Gouker was extradited from Oklahoma, where he's charged with killing a 19-year-old man.
State program offers help to minority farmers
MADISON, Wis. (AP) -- A state assistance program is aimed at helping Wisconsin's minority farmers navigate the resources available to help in their success.
Jack Chang recently joined the Wisconsin Farm Center of the Department of Agriculture, Trade and Consumer Protection. Chang works with minorities of all ethnic backgrounds on food safety, financial literacy and other areas.
Workshops are held across the state in areas of large minority farmer populations, including La Crosse, Eau Claire, Green Bay, the Fox Cities, Wausau, Madison, and Milwaukee. Chang also visits the farms to meet one-on-one with the farmers.
Many minority farmers grow vegetables, herbs and flowers to sell directly at farmers markets. Chang helps those farmers renting farmland to negotiate a solid lease agreement.
Chang grew up working the farm with his parents both in Laos and in Wisconsin.
Milwaukee County Zoo displays new jaguar cubs
MILWAUKEE (AP) -- The Milwaukee County Zoo is displaying jaguar cubs for the first time since 1975.
Visitors had only previously been able to watch the three-month old brothers through a web camera. They made their debut on Wednesday.
They are important because they're introducing new genes to the endangered species' captive population. Unlike most zoo babies, their father, Pat, was born in the wild.

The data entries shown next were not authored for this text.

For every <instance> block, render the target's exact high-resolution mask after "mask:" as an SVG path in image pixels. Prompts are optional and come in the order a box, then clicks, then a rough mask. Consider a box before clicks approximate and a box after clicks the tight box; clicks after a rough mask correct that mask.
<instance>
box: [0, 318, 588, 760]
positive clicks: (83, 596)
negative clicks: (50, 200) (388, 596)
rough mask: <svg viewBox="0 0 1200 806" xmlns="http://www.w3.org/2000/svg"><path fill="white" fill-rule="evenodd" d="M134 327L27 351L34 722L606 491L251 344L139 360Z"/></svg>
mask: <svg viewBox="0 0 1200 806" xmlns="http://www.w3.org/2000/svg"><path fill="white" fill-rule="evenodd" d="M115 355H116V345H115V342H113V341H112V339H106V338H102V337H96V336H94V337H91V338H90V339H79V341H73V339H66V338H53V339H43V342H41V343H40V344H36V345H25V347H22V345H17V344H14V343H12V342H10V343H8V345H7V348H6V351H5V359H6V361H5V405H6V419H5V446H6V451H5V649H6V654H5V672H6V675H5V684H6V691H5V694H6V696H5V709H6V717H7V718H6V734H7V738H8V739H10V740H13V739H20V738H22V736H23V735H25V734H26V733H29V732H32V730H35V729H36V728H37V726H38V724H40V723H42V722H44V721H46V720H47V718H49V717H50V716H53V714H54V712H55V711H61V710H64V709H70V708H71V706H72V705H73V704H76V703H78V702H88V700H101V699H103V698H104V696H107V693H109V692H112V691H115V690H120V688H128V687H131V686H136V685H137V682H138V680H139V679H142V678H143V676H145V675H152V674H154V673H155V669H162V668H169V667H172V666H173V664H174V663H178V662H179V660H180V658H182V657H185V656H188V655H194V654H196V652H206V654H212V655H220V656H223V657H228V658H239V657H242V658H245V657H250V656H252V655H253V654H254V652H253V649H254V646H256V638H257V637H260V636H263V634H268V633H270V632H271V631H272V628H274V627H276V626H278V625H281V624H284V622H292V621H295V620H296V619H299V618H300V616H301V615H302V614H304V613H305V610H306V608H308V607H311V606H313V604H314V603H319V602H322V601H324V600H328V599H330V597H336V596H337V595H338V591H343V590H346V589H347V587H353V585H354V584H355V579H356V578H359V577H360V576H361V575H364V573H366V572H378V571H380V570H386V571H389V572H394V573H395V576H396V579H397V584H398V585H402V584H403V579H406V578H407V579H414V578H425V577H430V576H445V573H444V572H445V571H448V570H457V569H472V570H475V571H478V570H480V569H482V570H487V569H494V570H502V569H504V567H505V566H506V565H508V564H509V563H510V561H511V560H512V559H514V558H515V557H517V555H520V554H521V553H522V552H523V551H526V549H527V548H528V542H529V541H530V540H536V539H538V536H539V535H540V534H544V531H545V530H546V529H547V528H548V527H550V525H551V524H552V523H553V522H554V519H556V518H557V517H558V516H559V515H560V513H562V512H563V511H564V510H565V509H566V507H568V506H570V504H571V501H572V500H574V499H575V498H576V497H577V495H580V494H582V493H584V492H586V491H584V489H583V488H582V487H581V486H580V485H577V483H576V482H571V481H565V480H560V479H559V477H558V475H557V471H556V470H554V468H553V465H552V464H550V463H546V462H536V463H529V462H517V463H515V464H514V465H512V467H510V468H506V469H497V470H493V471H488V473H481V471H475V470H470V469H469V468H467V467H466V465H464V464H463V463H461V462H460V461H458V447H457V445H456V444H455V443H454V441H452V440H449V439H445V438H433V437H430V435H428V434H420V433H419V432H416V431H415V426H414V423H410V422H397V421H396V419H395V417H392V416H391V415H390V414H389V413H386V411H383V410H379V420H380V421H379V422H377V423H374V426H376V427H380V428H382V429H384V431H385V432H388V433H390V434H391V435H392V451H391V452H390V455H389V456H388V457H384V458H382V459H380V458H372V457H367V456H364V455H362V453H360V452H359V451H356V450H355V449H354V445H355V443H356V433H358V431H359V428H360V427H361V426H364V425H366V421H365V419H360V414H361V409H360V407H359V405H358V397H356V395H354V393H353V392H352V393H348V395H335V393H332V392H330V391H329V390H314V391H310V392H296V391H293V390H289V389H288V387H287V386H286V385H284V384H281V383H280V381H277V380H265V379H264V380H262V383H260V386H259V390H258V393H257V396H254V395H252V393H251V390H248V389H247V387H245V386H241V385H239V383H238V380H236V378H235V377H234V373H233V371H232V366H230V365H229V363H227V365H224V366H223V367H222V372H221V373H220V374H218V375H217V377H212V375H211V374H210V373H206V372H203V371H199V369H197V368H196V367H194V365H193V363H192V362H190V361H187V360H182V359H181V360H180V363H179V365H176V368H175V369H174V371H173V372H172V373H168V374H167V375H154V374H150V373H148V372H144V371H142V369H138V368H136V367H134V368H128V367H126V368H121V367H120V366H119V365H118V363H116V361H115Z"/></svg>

He was captured in Central America after being deemed a problem for attacking cattle. He also has a book named after him, "Pat the Great Cat: A Jaguars Journey," which was written by children in Milwaukee and Belize as part of a literacy program.
One cub will be named in a local contest and the other will be named by children from Belize who helped with the book.